À esquerda, Rogério Perez, El Terrible Perez, jornalista e crítico taurino; à direita Mário de Sá-Carneiro, poeta; ao centro, Gilberto Rola. A foto, publicada no nº 117/118 da revista «Colóquio/Letras» (Setembro de 1990), data dos primeiros anos do século passado (Sá-Carneiro nasceu em 1890 e suicidou-se em 1916), e mostra que os interesses e as amizades de El Terrible Perez excediam o mundo taurino. No nº 7 da «Contemporânea», revista de artes e letras notável pelo seu grafismo, encontramos um seu «Discurso» num banquete da revista, em que evoca, de passagem, a sua amizade com Sá-Carneiro. Mas Rogério Perez (1890-1979) distinguiu-se sobretudo como crítico de touros, nas colunas do «Diário de Lisboa». E logo aquele «que mais viveu as entranhas do mundo taurino, e mais conhecido se tornou das figuras grandes do seu tempo» (Solilóquio, «Memórias de um bilhete de sol»). Essas figuras foram muitas, desde os Gallos, Rafael e José, a Juan Belmonte, de Gitanillo de Triana a Pepe Luis Vazquez e deste a Manolete. Foi representante em Portugal do rejoneador Antonio Cañero e organizou, em 1933, corridas com touros de morte, no Campo Pequeno. Destacou-se também pelas reportagens que fez em Espanha, antes e durante a guerra civil, ao serviço do «Diário de Lisboa». Rogério Perez reuniu as suas memórias no livro «Meio século a ver touros» (Ed. Marítimo-Colonial, 1945).

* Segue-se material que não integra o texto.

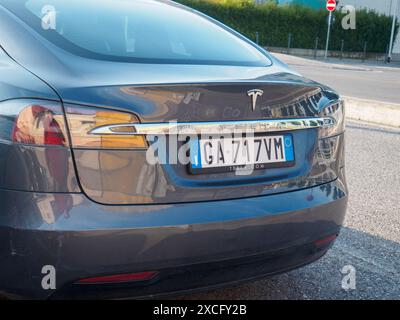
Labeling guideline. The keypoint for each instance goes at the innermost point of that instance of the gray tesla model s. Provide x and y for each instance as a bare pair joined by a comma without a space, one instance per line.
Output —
147,149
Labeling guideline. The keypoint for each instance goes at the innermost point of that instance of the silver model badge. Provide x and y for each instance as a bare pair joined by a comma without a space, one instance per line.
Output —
254,94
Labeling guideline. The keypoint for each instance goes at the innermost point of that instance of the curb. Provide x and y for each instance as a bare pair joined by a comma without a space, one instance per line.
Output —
387,114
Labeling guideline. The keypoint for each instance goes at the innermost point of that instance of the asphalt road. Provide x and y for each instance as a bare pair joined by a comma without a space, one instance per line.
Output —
366,81
370,240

domingo, 15 de março de 2009

Touros no Terreiro do Paço, em 1661


Nos tempos da monarquia, não havia entronização, casamento ou baptizado real que não contasse com festas de touros. No século XVII e até mais tarde, à falta de praças de touros, os espectáculos eram celebrados em praças públicas. Existe na Biblioteca Nacional uma curiosa descrição, em verso, das «Festas Reays na Corte de Lisboa», por ocasião do «feliz cazamento dos Reys da Grão Bretanha Carlos, & Catherina». Tratava-se da princesa Catarina de Bragança, filha de D. João IV e de D. Luísa de Gusmão, que em 1662 casou com Carlos II de Inglaterra. Comemorando antecipadamente o evento, correram-se touros no Terreiro do Paço, em Outubro de 1661. Os autores do poético relato (http://purl.pt/12167/4/l-1277-1-a_PDF/l-1277-1-a_PDF_01-B-R0300/l-1277-1-a_0000_rosto-28_t01-B-R0300.pdf) são Izandro, Aonio e Luzindo, «toureiros de forcado». (Ilustração de Roque Gameiro)

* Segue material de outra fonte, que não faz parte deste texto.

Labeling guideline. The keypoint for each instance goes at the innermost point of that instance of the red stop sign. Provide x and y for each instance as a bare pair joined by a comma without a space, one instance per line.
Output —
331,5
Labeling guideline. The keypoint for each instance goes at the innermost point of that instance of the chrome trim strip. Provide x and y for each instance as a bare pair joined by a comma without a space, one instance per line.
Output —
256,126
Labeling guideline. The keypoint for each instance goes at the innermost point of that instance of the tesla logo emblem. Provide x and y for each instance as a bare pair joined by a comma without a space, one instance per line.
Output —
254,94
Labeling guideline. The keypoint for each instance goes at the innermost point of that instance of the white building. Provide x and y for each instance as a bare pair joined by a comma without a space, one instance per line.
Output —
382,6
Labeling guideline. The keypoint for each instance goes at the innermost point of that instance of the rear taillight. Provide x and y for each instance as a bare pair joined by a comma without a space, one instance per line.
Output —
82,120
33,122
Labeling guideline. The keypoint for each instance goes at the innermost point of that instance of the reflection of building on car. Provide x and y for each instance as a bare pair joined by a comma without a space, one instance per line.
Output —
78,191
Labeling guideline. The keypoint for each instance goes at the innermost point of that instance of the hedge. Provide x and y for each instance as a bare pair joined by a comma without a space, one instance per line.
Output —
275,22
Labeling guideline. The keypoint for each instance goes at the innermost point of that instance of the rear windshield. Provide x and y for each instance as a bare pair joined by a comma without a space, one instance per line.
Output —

sexta-feira, 13 de março de 2009

«The national champion bull-stabber» ou a força do mito Belmonte


Ei-lo. De chapéu de coco, gravata e sobretudo, na capa da revista americana «Time», de 5 de Janeiro de 1925. Juan Belmonte, o toreador, the national champion bull-stabber, o campeão nacional dos matadores de touros. Belmonte estava de passagem por Nova Iorque, a caminho do Perú. Em Manhattan, nota a «Time», aquele a quem chamaram o Pasmo de Triana passou despercebido; no Perú, pelo contrário, a sua chegada foi motivo de feriado nacional.
No artigo que dedica ao toureiro, a «Time» mostra porque já nessa altura era uma das melhores publicações do mundo. Num estilo escorreito, o jornalista traça o retrato de Belmonte, destacando a sua rivalidade com Gallito, e descreve aos leitores o essencial sobre a profissão de toureiro e a actividade tauromáquica - o «desporto nacional» espanhol. Um dos seus poucos deslizes(?) é o de chamar capeman ou capaderos aos peões de brega. A atenção da «Time» prova a força mítica de Juan Belmonte e a enorme popularidade de que já em 1925 gozava. Acarinhado por intelectuais e artistas, idolatrado por uma imensa falange de aficionados, a fama do trianero tinha chegado à América.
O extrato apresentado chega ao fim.